The definition of the time-varying infection rate is：β₁(t)=α₁(t)β₁ ⁰,Wherein：

β₁ ⁰WithIndicate not considering that Malware A and B is in respective communication process when Malware A and B influence each other respectively Infection rate, β₁ ⁰WithFor empirical value；

α₁(t) and α₂(t) coupling terms are indicated,α₂(t) =1； It is the critical value for describing coupling between Malware B and A, is empirical value, it is true by test of many times It is fixed.

3. the Malware based on coupling propagates modeling and method for optimally controlling as described in claim 1, it is characterized in that：

In step S1, the feasible zone Ω of Malware A and B are：

Wherein, S_A(t) and S_B(t) the node individual amount that Malware A and B are uninfected by when moment t is indicated respectively；I_A(t) and I_B (t) density of infection caused by Malware A and B when moment t is indicated respectively；Indicate the positive real number domain of 2 dimensions.

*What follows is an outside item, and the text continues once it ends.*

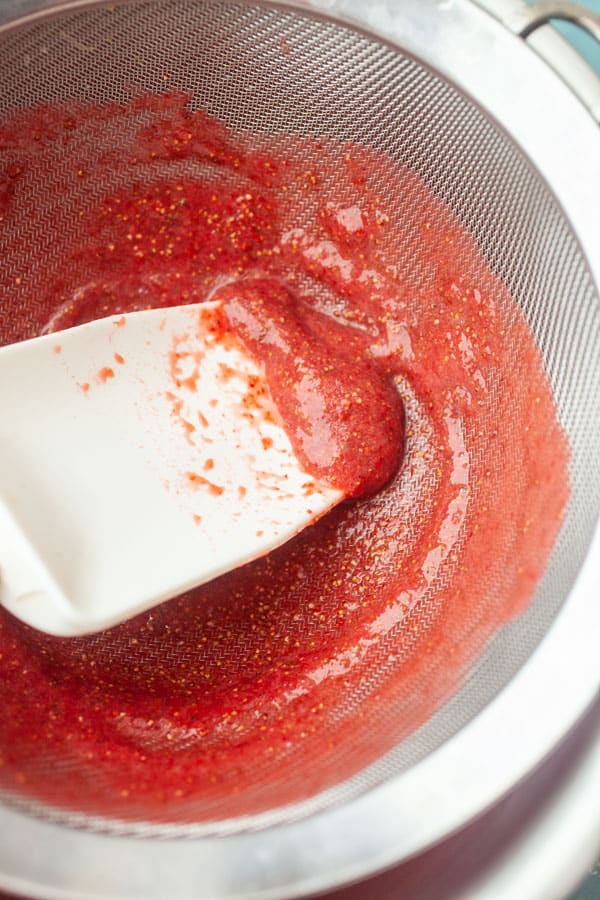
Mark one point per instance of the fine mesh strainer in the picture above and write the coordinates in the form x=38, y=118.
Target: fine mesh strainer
x=446, y=91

4. the Malware based on coupling propagates modeling and method for optimally controlling as described in claim 1, it is characterized in that：

In step S2, the constraint function is as follows：

Wherein：T indicates the moment；S_A(t) and S_B(t) the node number of individuals that Malware A and B are uninfected by when moment t is indicated respectively Amount；I_A(t) and I_B(t) density of infection caused by Malware A and B when moment t is indicated respectively；<k>Indicate the flat of computer network Spend；γ₁And γ₂The Dynamical model interior joint clear-cutting forestland rate of Malware A and B are indicated respectively；δ₁(t) and δ₂(t) The artificial removal rate of Malware A and B when moment t are indicated respectively；β₁ ⁰WithIt indicates not considering that Malware A and B are mutual respectively Between infection rates of the Malware A and B in respective communication process when influencing, β₁ ⁰WithFor empirical value； It is to retouch The critical value of coupling between Malware B and A is stated, is empirical value, is determined by test of many times.

5. the Malware based on coupling propagates modeling and method for optimally controlling as described in claim 1, it is characterized in that：

Step S3 further comprises：

The Lagrangian of 310 structure optimal control problems

320 according to LagrangianL constructor H：

330 analyze optimal control problem using Pontryagin maximal principles, obtain adjoint variable λ₁(t)、λ₂(t)、λ₃(t)、 λ₄(t) should meet：

340 combine transversality condition λ₁(T)=λ₂(T)=λ₃(T)=λ₄(T)=0 optimal control variable, is calculated, it is as follows：

Wherein：

I_A(t) and I_B(t) density of infection caused by Malware A and B when moment t is indicated respectively；δ₁(t) and δ₂(t) it indicates respectively The artificial removal rate of Malware A and B when moment t；c₁And c₂The weight of income and consumption is indicated respectively；<k>Indicate computer network The average degree of network；γ₁And γ₂Indicate node clear-cutting forestland rate；S_A(t) and S_B(t) it indicates to be uninfected by when moment t respectively maliciously soft The node individual amount of part A and B；λ₁(t)、λ₂(t)、λ₃(t)、λ₄(t) adjoint variable when moment t is indicated；β₁ ⁰WithRespectively Expression does not consider infection rates of the Malware A and B in respective communication process, β when Malware A and B influence each other₁ ⁰WithFor empirical value； It is the critical value for describing coupling between Malware B and A, is empirical value, by more Secondary experiment determines；T indicates particular moment constant when Lagrange multiplier is 0；It indicates Optimal state variable S_A(t)、I_A(t)、S_B(t)、I_B(t)；WithFor arbitrary constant in [0,1], the upper of controlled variable is indicated Boundary.